In a new interview, Texas Rangers GM Jon Daniels rationalizes the team’s demand for a brand new, tax-funded stadium only 22 years after getting a tax-funded stadium.
After taking from Arlington taxpayers what amounts to $305 million in today’s dollars back in 1994 when the Rangers’ Globe Life Park opened, and after putting in $135 million more in renovations in 2010, the Rangers now push for a brand new stadium because they claim it gets too hot to play baseball in the summer in their open-air park.
Rangers GM Daniels jumped into the discussion on a Dallas radio sports show, The Ben and Skin Show, where he justified the push for a new stadium by insisting he wouldn’t want to take his kids to a hot stadium to see baseball.
During the interview Daniels reported all the possible solutions to the heat problem that had been proposed but insisted that only a new stadium with a retractable roof would work for the team in order to alleviate “those 105-degree, smoking-hot days.”

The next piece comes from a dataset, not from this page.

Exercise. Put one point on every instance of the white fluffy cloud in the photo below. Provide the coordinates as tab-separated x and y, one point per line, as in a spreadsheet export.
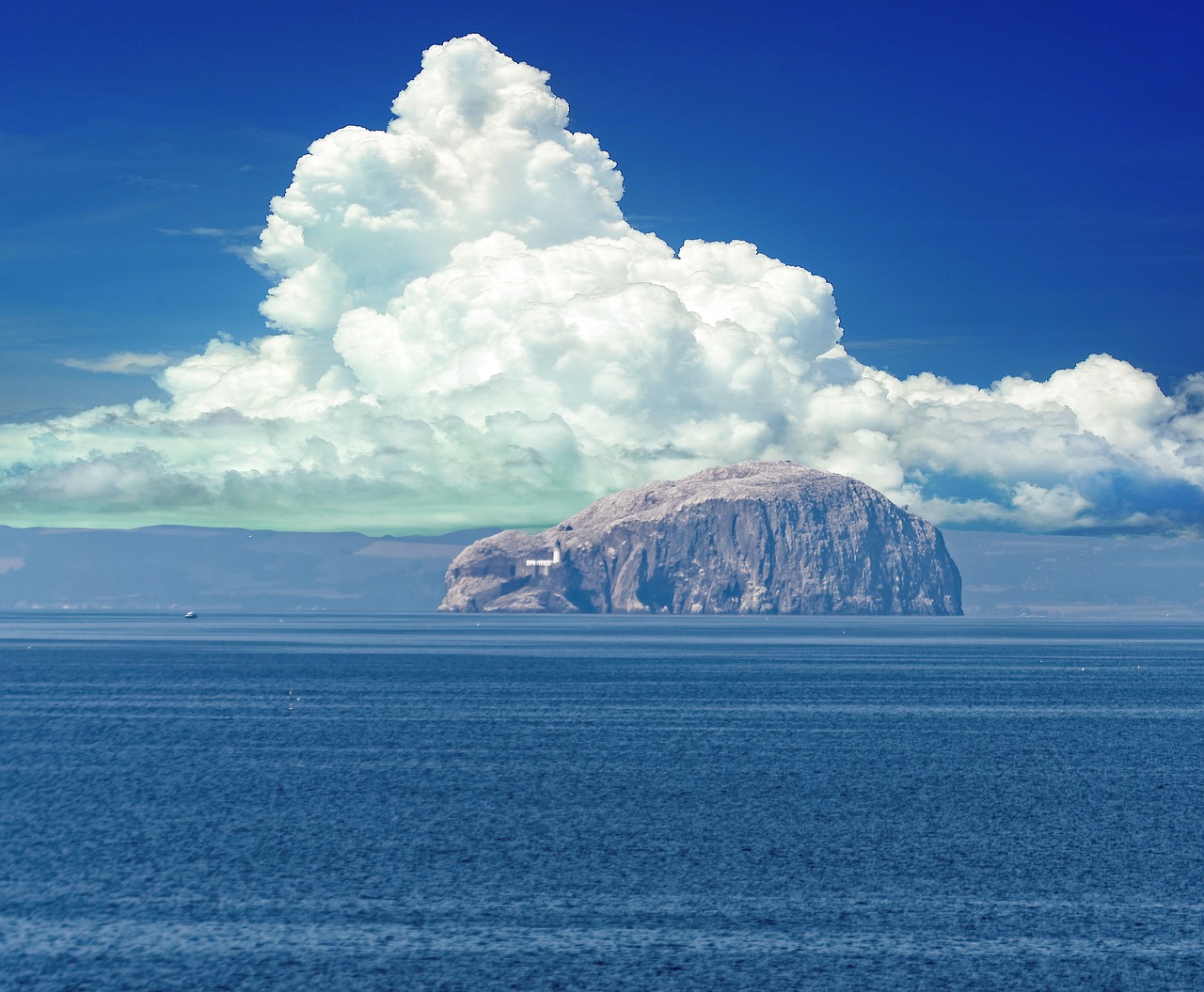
467	330
121	363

“It’s rough out there. The day games in the middle of the summer are rough,” Daniels insisted.
Daniels continued making the case for a new stadium saying he wouldn’t even bring his own kids out to see a Rangers game because of the heat.
“I wouldn’t want to take my kids and sit out in the sun for a day game here in the middle of July or August in Texas,” the Texas GM said. “I respect the people that do it and I thank them for doing it, but just being honest, it’s a tough deal to sit out in that sun. So that’s what it’s more about than anything else, just the comfort of our fans.”

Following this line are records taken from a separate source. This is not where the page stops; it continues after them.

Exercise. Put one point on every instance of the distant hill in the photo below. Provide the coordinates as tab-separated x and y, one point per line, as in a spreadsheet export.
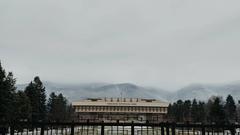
79	91
199	91
204	91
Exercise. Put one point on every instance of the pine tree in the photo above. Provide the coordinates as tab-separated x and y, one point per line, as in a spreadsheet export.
7	90
194	111
186	110
36	93
22	107
230	109
57	107
216	113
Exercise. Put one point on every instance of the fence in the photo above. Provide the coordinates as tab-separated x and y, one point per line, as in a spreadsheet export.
116	128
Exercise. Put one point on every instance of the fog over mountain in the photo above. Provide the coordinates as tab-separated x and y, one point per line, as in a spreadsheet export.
95	90
162	43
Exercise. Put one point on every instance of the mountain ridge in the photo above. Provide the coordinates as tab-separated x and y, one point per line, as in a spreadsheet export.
129	90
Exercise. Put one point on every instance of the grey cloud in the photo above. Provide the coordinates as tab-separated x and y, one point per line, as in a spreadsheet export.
160	43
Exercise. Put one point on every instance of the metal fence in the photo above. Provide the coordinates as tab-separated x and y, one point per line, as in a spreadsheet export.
116	128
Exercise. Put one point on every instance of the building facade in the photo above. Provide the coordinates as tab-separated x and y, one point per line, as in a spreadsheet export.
122	109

Daniels’ comments come only a few weeks after a recent meeting at Arlington city hall where members of the city council voted to allow the proposal of a new stadium to advance to the next step in the process despite the overwhelming opposition they faced over the decision from members of the public attending the meeting where the decision was made.

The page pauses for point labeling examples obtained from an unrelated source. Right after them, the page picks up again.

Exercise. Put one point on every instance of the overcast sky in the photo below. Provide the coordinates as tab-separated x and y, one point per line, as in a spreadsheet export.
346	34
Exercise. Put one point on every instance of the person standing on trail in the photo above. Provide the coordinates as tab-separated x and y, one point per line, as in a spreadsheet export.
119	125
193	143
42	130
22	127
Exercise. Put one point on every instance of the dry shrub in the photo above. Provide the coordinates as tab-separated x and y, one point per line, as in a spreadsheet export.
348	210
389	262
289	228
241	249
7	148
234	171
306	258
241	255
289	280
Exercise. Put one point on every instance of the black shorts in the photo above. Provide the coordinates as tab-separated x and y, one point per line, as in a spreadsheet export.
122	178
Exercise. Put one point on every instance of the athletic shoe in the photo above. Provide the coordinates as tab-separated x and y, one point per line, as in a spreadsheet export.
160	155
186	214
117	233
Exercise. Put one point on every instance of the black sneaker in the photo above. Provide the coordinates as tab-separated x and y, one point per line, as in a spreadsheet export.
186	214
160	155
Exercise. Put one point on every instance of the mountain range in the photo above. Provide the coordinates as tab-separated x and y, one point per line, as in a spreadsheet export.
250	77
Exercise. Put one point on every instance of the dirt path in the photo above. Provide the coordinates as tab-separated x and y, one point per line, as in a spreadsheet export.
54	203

One city council woman, District 7 city council member Victoria Farrar-Myers, commented that she understands no one in the meeting wanted the project and the subsequent use of tax dollars it would demand. But she essentially went on to say she didn’t really care what the voters wanted because she felt the new stadium was an important part of “the future” for the city.
One thing Daniels did not address is the multitude of studies showing that sports stadiums are rarely a good investment for taxpayers, almost never realizing a good return on the investment of tax dollars.